Unfortunately, I am not aware of the existence of any such CFA. Some cameras exhibit very high IR sensitivity which is a nightmare for skin tones. (Skin has high IR reflectance, which is why IR-modified cameras render skin tones very light; same with foliage.) Shooting any standard color target, no matter how many patches, largely fails to account for this. An optimized color matrix (regardless of which optimization metric you use) is likely to lead to excessively pink skin tones, particularly under tungsten illumination (high IR energy). This is just a case of the camera "seeing" differently than we do, and profile tweaking is needed to make the skin tones look better (even though the nasty-looking pink rendering is arguably more colorimetrically accurate from the camera's point of view).
This is less of an issue with some of the more recent DSLRs.
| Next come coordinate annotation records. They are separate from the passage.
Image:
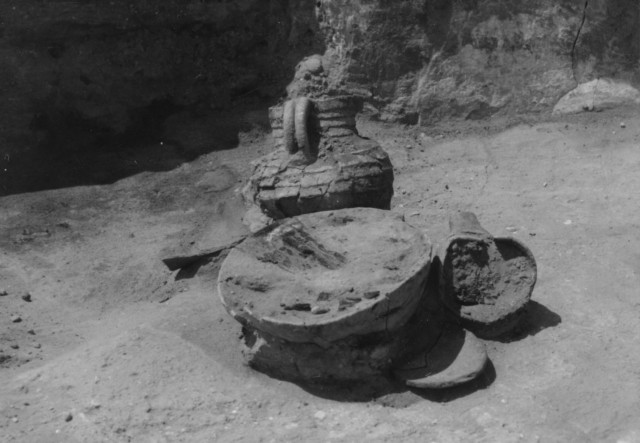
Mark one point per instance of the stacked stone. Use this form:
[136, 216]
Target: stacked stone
[338, 169]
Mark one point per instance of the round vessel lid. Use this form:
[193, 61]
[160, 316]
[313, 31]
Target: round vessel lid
[325, 276]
My point about the inkjet printing was simply that the colors produced are dependent on the spectra of the (very limited number of) pigments, or perhaps I should say, pigment+paper combo. So you could, in principle, print a gazillion patches, but after you get beyond a dozen, you're not actually getting any new information.
Eric
--- On Thu, 9/11/08, edmund ronald <email@hidden> wrote:
> My feeling is that what realy makes or breaks camera color
> is the
> response of the Bayer CFA in the camera - which is clearly
> out of the
> hands of Adobe or anyone else. If the CFA is badly matched
> to human
> vision or has spikes then a calibration may work on a
> target but that
> camera will make its users unhappy. Has happened.